He is currently the Director of the Radiation Laboratory and the Rufus S. Teesdale Professor of Engineering in the Department of Electrical Engineering and Computer Science, The University of Michigan at Ann Arbor. His research areas of interest include microwave and millimeter-wave radar remote sensing, Meta-materials, electromagnetic wave propagation, and antenna miniaturization. He possesses 25 years of experience with wave propagation in random media, communication channel model- ing, microwave sensors, and radar systems and leads a large research group including two research scientists, 16 Ph.D. students. He has graduated 40 Ph.D. and supervised numerous post-doctoral students. He has served as the Principal Investigator on many projects sponsored by the National Aeronautics and Space Administration (NASA), Jet Propulsion Laboratory (JPL), Army Research Office (ARO), Office of Naval Research (ONR), Army Research Laboratory (ARL), National Science Foundation (NSF), Defense Advanced Research Projects Agency (DARPA), and a large number of industries. Currently he is leading the Center for Microelectronics and Sensors funded by the Army Research Laboratory under the Micro-Autonomous Systems and Technology (MAST) Collaborative Technology Alliance (CTA) program.

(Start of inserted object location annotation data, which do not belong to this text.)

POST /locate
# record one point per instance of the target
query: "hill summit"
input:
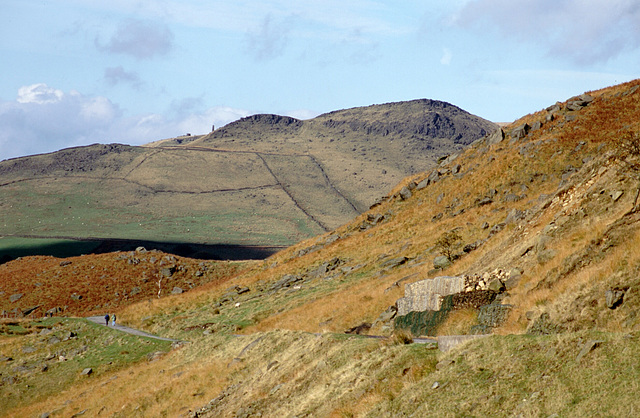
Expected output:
(242, 191)
(504, 281)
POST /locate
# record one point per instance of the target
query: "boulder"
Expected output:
(515, 215)
(493, 315)
(388, 314)
(405, 193)
(496, 137)
(578, 102)
(359, 329)
(536, 125)
(15, 297)
(614, 298)
(441, 262)
(424, 183)
(394, 262)
(168, 271)
(496, 285)
(520, 131)
(29, 311)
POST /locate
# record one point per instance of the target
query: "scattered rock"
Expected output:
(496, 137)
(614, 298)
(441, 262)
(15, 297)
(359, 329)
(394, 262)
(443, 364)
(616, 194)
(520, 131)
(588, 347)
(29, 311)
(405, 193)
(497, 286)
(542, 325)
(168, 271)
(484, 201)
(578, 102)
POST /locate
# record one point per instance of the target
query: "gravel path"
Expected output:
(100, 320)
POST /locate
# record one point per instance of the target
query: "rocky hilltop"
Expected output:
(503, 281)
(245, 190)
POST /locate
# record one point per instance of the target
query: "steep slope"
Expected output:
(546, 220)
(265, 181)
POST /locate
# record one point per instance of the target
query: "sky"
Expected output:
(78, 72)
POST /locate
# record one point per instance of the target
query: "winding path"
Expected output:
(100, 320)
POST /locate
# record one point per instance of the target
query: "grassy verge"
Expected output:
(45, 357)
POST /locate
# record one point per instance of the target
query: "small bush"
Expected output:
(448, 243)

He has published many book chapters and more than 220 papers in refereed journals on miniaturized and on-chip antennas, meta-materials, electromagnetic scattering, wireless channel modeling, random media modeling, microwave measurement techniques, radar calibration, inverse scattering problems, and microwave sensors. He has also had more than 500 papers and invited presentations in many national and international conferences and symposia on similar subjects.

Dr. Sarabandi served as a member of NASA Advisory Council appointed by the NASA Administrator for two consecutive terms from 2006–2010. He is serving as a vice president of the IEEE Geoscience and Remote Sensing Society (GRSS) and is a member of the Editorial Board of the Proceedings of the IEEE. He was an associate editor of the IEEE Transactions on Antennas and Propagation and the IEEE Sensors Journal. He is a member of Commissions F and D of URSI. Dr. Sarabandi was the recipient of the Henry Russel Award from the Regent of The University of Michigan. In 1999 he received a GAAC Distinguished Lecturer Award from the German Federal Ministry for Education, Science, and Technology. He was also a recipient of the 1996 EECS Department Teaching Excellence Award and a 2004 College of Engineering Research Excellence Award. In 2005 he received the IEEE GRSS Distinguished Achievement Award and the University of Michigan Faculty Recognition Award. He also received the best paper Award at the 2006 Army Science Conference. In 2008 he was awarded a Humboldt Research Award from The Alexander von Humboldt Foundation of Germany and received the best paper award at the IEEE Geoscience and Remote Sensing Symposium. He was also awarded the 2010 Distinguished Faculty Achievement Award from the University of Michigan. The IEEE Board of Directors announced him as the recipient of the 2011 IEEE Judith A. Resnik medal. In the past several years, joint papers presented by his students at a number of international symposia (IEEE APS’95,’97,’00,’01,’03, ’05,’06,’07; IEEE IGARSS’99,’02,’07;’11 IEEE IMS’01, USNC URSI’04,’05,’06,’10,’11 AMTA ’06, URSI GA 2008) have received best paper awards.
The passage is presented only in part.